Just-in-time access: time-boxed IAM role grants or SSM Session Manager access with auto-revoke.
EKS namespace onboarding: create namespace, quotas, RBAC, run lint/smoke tests, emit kubeconfig.
AMI patch & bake: launch test host, run SSM tests, bake, promote, publish image details.
Windows on Spot (hibernate): interruption prep, hibernate/resume checks, post-resume validation.
S3 bucket bootstrap: bucket + KMS + lifecycle + replication + access policy, then drift checks.
SageMaker/Bedrock access: request flow with pre-canned guardrails and cost/accountability tags.
“Ask your bill” actions: Slack bot triggers curated runbooks (e.g., enable endpoints, fix AZ mis-align) with receipts.
Guardrails you want on day one
Idempotency everywhere.

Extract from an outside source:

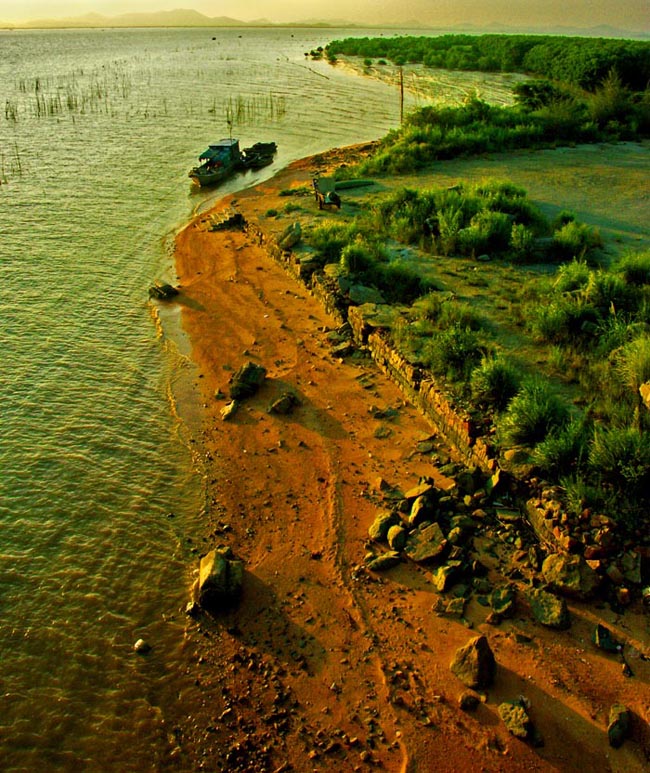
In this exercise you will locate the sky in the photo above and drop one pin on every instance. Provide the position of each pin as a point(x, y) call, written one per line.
point(624, 14)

Each step uses tokens keyed by run_id and input so retries don’t duplicate resources.
Rollback flow. A “Delete” action that reverses steps in order; leaves logs/artifacts intact.
Change windows + approvals. Optional WaitForTaskToken step before the risky part.
Quotas. Per-workload concurrency caps and daily limits.
Least privilege. Per-function IAM; encrypt artifacts; scope outbound.
Ownership tags. Workload, Owner, Env, CostCenter on everything created.
What good looks like in minutes
You’re turning up or connecting new sites in seconds or minutes, not days—because the code lives centrally, and the UI is simple for teams who don’t live in IaC.
Ops pre-stages certs/configs for companyname-denver-01.
The on-site installer brings up tunnels, watches health checks turn green in the UI, and downloads the vendor config from S3.
Finance asks “what changed?” You paste one link: the run page and its log.
Bottom line
Service Catalog and Terraform are still the right tools for baseline infrastructure. But for multi-step jobs with human inputs, external dependencies, and failure modes you actually want to see, a tiny UI + evented runbook is the fastest, safest way to deliver self-service—and the most scalable way to turn vague docs and generic samples into cookie-cutter, vendor-ready configs with real-time status and clear cost ownership.